As for shelter, it is also important to provide a “no-conditions” housing initiative that is run by a non-biased agency: whether the local government or an interfaith organization. A study done in Toronto, Canada, proved just how powerful providing shelter can be for those suffering from alcoholism while on the streets. According to the study: “A Housing First” approach, where homeless people with mental illness are provided with a place to live without preconditions such as sobriety or seeing a psychiatrist, coupled with intensive case management, helps to reduce alcohol-related problems.” After 30 days in the program, those participating in the study saw a 53% drop in days experiencing alcohol-related problems, and the housing allowed many of those participating a safe environment to process and treat their mental illness.

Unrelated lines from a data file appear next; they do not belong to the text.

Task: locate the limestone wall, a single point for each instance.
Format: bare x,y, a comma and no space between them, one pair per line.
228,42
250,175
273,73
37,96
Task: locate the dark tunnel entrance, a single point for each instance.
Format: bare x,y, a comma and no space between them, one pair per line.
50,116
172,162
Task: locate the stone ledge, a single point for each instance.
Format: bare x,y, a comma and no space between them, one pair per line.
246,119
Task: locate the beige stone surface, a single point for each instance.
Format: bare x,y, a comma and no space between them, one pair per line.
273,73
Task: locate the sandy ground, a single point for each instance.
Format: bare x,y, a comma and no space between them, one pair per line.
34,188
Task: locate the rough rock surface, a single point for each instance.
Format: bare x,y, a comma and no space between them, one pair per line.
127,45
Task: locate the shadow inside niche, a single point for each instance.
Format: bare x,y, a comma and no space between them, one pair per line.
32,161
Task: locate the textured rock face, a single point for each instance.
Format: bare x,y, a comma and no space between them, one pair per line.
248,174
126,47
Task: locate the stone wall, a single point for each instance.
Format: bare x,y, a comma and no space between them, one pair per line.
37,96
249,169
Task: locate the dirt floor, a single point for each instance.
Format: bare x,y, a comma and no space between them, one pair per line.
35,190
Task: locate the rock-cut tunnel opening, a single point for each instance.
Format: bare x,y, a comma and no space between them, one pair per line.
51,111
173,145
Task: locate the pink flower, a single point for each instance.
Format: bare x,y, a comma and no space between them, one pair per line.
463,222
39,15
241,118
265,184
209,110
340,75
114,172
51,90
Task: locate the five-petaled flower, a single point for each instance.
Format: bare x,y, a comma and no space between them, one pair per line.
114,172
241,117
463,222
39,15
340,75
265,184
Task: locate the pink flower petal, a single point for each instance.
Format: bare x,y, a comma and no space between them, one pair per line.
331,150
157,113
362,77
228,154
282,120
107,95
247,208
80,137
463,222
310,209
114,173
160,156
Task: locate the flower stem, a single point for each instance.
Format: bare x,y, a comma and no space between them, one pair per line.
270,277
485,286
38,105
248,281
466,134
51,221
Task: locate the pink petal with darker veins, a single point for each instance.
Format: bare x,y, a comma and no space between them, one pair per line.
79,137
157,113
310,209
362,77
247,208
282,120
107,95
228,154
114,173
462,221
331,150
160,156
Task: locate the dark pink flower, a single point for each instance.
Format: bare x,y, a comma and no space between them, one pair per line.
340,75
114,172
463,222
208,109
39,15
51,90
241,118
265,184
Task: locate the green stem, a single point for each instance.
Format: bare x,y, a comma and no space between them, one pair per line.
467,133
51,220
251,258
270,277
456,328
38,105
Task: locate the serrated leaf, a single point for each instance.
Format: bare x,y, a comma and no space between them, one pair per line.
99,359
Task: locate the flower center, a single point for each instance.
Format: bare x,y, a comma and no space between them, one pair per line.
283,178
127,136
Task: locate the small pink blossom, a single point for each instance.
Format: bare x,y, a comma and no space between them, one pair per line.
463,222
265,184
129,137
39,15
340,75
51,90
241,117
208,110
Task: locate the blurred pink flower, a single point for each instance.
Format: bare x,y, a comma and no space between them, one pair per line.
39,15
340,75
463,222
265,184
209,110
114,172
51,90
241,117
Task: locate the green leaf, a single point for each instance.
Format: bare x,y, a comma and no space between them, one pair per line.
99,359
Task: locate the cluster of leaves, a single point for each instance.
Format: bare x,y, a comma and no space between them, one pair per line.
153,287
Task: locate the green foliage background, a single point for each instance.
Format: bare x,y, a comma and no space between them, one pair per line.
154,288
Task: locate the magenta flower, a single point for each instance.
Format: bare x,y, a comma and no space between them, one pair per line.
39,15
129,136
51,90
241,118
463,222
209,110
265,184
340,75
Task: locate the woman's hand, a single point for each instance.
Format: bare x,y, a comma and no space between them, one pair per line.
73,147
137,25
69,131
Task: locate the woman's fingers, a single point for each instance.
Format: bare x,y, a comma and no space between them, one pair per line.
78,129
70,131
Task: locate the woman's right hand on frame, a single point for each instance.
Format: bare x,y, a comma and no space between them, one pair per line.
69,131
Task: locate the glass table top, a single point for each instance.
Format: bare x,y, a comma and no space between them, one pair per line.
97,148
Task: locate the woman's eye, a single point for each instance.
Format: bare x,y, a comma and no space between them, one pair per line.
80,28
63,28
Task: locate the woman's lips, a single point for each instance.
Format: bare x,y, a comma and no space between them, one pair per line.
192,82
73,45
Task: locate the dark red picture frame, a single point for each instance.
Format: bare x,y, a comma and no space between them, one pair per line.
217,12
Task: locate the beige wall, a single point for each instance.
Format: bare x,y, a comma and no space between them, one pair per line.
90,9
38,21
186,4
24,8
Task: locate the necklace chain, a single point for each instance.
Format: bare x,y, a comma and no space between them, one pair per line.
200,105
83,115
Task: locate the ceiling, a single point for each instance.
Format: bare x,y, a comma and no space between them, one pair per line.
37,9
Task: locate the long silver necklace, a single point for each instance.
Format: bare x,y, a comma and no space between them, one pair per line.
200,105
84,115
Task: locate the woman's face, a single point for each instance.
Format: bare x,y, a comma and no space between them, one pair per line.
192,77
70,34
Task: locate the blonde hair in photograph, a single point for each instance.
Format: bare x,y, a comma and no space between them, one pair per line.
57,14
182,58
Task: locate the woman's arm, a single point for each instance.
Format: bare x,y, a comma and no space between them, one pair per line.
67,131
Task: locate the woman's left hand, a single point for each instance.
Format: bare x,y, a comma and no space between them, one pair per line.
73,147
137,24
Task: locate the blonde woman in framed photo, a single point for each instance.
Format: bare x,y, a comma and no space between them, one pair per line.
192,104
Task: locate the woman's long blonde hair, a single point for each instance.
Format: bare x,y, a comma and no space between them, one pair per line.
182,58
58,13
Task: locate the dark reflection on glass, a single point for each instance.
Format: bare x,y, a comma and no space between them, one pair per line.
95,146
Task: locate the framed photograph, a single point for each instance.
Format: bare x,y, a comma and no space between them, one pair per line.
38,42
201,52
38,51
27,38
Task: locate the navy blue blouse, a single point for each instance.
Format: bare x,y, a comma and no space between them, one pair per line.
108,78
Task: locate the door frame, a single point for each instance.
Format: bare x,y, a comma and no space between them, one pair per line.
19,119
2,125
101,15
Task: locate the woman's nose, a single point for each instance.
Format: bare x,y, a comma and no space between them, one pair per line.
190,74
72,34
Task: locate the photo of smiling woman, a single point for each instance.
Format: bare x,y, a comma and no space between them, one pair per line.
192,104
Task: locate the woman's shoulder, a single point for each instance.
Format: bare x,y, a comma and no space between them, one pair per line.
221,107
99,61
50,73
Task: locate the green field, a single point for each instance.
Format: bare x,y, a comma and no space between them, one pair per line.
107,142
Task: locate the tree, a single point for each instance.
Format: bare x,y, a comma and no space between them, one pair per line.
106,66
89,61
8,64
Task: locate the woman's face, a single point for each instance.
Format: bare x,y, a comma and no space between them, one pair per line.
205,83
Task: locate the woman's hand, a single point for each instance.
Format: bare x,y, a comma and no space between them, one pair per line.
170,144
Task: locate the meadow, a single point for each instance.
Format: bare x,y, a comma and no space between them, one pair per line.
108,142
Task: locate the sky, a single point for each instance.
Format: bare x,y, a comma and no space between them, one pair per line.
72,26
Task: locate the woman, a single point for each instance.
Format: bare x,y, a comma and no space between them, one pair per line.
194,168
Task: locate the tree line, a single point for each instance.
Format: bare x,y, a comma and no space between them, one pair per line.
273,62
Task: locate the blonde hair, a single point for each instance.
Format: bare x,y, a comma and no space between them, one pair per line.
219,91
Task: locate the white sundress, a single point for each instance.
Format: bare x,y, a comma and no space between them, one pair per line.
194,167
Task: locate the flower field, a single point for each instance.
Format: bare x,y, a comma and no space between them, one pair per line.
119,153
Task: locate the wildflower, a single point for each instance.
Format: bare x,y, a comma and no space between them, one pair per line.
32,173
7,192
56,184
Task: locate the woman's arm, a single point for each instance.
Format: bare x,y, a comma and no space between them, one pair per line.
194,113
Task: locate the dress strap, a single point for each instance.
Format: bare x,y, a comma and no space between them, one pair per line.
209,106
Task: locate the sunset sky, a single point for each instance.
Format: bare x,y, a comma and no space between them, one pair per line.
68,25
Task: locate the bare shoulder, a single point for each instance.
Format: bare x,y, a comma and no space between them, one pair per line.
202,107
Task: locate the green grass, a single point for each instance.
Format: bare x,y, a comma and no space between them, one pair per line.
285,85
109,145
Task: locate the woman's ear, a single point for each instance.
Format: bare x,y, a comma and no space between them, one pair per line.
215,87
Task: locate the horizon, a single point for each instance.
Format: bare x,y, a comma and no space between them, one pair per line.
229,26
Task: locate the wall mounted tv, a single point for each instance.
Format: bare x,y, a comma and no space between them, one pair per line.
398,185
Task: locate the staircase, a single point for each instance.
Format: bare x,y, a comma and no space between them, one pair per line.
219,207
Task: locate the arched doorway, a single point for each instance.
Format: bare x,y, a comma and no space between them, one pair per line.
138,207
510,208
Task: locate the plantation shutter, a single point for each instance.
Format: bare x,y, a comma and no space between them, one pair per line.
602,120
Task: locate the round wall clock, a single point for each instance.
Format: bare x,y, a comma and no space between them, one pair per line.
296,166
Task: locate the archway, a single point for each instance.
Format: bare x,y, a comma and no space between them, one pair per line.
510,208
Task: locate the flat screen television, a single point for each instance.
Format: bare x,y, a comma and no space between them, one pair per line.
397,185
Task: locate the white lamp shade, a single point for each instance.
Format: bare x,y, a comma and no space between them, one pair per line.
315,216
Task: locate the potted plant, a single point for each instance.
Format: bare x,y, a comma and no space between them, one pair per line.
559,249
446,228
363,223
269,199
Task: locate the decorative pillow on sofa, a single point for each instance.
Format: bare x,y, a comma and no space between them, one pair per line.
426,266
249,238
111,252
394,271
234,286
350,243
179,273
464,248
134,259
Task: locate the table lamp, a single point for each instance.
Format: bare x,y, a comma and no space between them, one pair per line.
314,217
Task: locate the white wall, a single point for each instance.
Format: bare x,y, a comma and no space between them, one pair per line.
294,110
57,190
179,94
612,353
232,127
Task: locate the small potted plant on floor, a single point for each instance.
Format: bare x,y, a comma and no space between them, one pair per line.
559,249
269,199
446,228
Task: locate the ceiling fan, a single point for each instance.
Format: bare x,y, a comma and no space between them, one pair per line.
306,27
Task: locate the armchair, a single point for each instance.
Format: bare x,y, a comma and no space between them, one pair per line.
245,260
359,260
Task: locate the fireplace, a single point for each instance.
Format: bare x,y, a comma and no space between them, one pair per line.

Countless studies have proven the effects of providing shelter, food, and support to the community, but one of the best case studies comes from the state of Utah. Typically a more Republican state, Utah’s capitol of Salt Lake City created and implemented a housing plan for their growing homeless community in 2005. It directly targeted the population of “chronically homeless” (those that have been homeless for over a year, or homeless on-and-off for the past four years and now suffer from a debilitating condition). In 2015, they were able to decrease the population of the chronically homeless in their state by 91%. All of it was thanks to their “Housing First” initiative.

However, the benefits extend far beyond simply helping an at-risk population. It also benefits the health and wellbeing of the general public. In addition, the cost of treating the homeless can cost thousands of dollars a year, but providing them homes at little to no cost is surprisingly cheaper.

Follow the evidence

Other cities that are struggling with a rising homeless population — such as Portland, Seattle, Los Angeles, and other large metropolitan cities — could greatly benefit from following the examples of Toronto and Utah.

Yet instead, many of these cities are working against their better interest (and the interest of the general public in terms of public health) by not investing in housing first, and instead forcing their homeless population further into isolation and away from town. This increases the risks of spreading diseases, but also decreases an entire population’s access to help and aid. It creates further stigma for a population of people that is suffering the most under capitalism and forces them into a spiral of worsening conditions without no support.

Evidence-based practice shows that treating the homeless without conditions, and doing so with shelter and support in mind, is the best way to curb the rising concern around homelessness. The public needs to place their misunderstood perceptions aside and pressure our lawmakers into addressing this problem and aiding those that need our help the most.